Par lettre du 5 janvier 2015, la Secrétaire d’Etat chargée de la famille, des personnes âgées et de l’autonomie sollicitait « un avis de la Commission nationale consultative des droits de l’homme (CNCDH) sur les possibles évolutions législatives, règlementaires et de pratiques professionnelles permettant de mieux respecter les droits des personnes et d’assurer la meilleure expression possible de leur volonté lorsque leurs facultés deviennent altérées ».

Cet avis a été rendu le 16 avril 2015. La CNCDH constate que si la place accordée à la personne et à son consentement est devenue de plus en plus importante au fil des décennies, dans la pratique, les droits des personnes vulnérables à décider pour elles-mêmes sont loin d’être toujours respectés. Leur consentement ou leur refus est encore trop souvent éludé, lorsqu’il n’est pas purement et simplement écarté, au motif de protéger la personne – dont le jugement serait altéré – contre elle-même… Comme en d’autres matières, il y a un écart non négligeable entre la théorie et la pratique. 

Les auditions conduites par la CNCDH ont toutefois montré que la notion de consentement gradué, introduite par la loi du 5 mars 2007, a contribué à favoriser la prise en compte de l’autonomie de la personne protégée ou vulnérable.

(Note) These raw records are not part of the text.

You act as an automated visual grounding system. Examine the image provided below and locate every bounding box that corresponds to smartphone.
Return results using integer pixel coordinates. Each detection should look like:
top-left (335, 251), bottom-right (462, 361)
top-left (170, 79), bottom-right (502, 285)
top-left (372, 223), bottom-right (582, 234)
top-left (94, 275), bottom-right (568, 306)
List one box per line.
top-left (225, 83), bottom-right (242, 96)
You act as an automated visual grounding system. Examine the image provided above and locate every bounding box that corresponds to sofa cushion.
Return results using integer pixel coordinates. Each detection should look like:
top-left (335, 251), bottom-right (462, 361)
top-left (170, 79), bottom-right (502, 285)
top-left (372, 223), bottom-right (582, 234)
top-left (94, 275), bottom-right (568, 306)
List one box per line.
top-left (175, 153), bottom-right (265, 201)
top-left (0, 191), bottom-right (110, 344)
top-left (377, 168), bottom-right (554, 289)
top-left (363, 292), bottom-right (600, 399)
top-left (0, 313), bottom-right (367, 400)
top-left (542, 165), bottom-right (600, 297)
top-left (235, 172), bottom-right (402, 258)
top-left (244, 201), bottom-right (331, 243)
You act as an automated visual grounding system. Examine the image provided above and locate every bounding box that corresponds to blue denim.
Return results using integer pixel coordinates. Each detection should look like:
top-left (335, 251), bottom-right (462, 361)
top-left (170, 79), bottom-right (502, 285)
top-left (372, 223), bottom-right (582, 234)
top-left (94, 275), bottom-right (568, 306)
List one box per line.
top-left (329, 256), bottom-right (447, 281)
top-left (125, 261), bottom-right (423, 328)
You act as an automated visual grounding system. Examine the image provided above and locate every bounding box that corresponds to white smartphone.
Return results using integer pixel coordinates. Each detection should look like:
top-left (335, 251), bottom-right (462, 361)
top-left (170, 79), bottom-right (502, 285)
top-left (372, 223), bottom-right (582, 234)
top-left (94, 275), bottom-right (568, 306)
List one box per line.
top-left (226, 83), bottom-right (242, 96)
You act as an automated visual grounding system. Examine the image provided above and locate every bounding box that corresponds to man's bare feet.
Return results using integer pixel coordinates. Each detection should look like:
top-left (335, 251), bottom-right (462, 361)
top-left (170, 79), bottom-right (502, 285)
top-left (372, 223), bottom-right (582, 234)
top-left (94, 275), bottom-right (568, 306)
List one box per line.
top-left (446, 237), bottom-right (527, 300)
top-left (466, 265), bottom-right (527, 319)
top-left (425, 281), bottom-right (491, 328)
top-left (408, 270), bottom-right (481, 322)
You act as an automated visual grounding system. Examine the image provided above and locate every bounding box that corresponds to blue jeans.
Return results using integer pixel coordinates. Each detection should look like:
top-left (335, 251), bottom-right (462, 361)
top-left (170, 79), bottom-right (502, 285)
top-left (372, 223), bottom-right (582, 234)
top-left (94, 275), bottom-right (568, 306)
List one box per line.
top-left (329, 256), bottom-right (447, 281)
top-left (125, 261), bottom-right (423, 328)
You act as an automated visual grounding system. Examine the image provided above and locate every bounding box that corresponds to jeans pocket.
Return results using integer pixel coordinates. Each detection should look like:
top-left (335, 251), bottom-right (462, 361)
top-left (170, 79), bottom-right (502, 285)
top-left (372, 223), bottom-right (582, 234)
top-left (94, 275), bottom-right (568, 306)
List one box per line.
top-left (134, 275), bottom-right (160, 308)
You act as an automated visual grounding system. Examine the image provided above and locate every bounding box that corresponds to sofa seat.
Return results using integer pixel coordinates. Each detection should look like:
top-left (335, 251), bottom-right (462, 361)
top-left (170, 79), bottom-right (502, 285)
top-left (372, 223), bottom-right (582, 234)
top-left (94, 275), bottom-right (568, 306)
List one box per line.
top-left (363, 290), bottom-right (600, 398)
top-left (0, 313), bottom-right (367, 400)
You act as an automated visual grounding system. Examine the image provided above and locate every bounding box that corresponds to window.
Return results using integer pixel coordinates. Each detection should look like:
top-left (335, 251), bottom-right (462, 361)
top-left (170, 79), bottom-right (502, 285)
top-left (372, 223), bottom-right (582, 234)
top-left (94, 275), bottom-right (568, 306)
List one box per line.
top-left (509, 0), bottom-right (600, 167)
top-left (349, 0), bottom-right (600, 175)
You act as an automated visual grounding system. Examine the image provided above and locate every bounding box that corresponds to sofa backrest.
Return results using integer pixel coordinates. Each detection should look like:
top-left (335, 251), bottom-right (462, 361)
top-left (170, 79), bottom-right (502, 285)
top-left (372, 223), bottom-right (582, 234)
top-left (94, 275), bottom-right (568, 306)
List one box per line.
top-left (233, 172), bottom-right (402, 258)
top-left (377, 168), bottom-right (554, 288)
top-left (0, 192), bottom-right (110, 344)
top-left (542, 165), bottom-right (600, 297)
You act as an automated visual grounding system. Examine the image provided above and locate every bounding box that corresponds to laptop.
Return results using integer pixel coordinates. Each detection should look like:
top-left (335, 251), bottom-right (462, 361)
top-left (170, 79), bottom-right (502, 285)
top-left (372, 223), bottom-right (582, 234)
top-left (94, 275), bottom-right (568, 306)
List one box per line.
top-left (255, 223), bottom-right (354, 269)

Seulement des améliorations peuvent encore être réalisées, en particulier sur le plan des pratiques, et aussi, dans une moindre mesure, sur le plan législatif.

Aussi la CNCDH émet-elle 14 recommandations que voici :

Recommandation n° 1 : la CNCDH recommande que s’instaure, en amont de l’expression du consentement, un dialogue entre l’autorité qui propose et la personne dont le consentement est recherché, accompagnée si nécessaire de la ou des personnes de son choix. Le recueil du consentement doit être précédé d’un temps durant lequel une information précise sur les possibilités existantes, leurs conditions de mise en oeuvre et leurs conséquences peut être délivrée à l’intéressé, mais aussi à son entourage.

Recommandation n° 2 : la CNCDH invite les médecins agréés à prendre en compte, au moment de la rédaction du certificat médical, le dossier médical et social de la personne à l’égard de laquelle le juge doit se prononcer. Cette recherche d’information et l’analyse du parcours de la personne vulnérable doivent être des éléments déterminants d’évaluation pour le médecin expert puis pour le juge. Cette prise en compte devrait devenir la règle.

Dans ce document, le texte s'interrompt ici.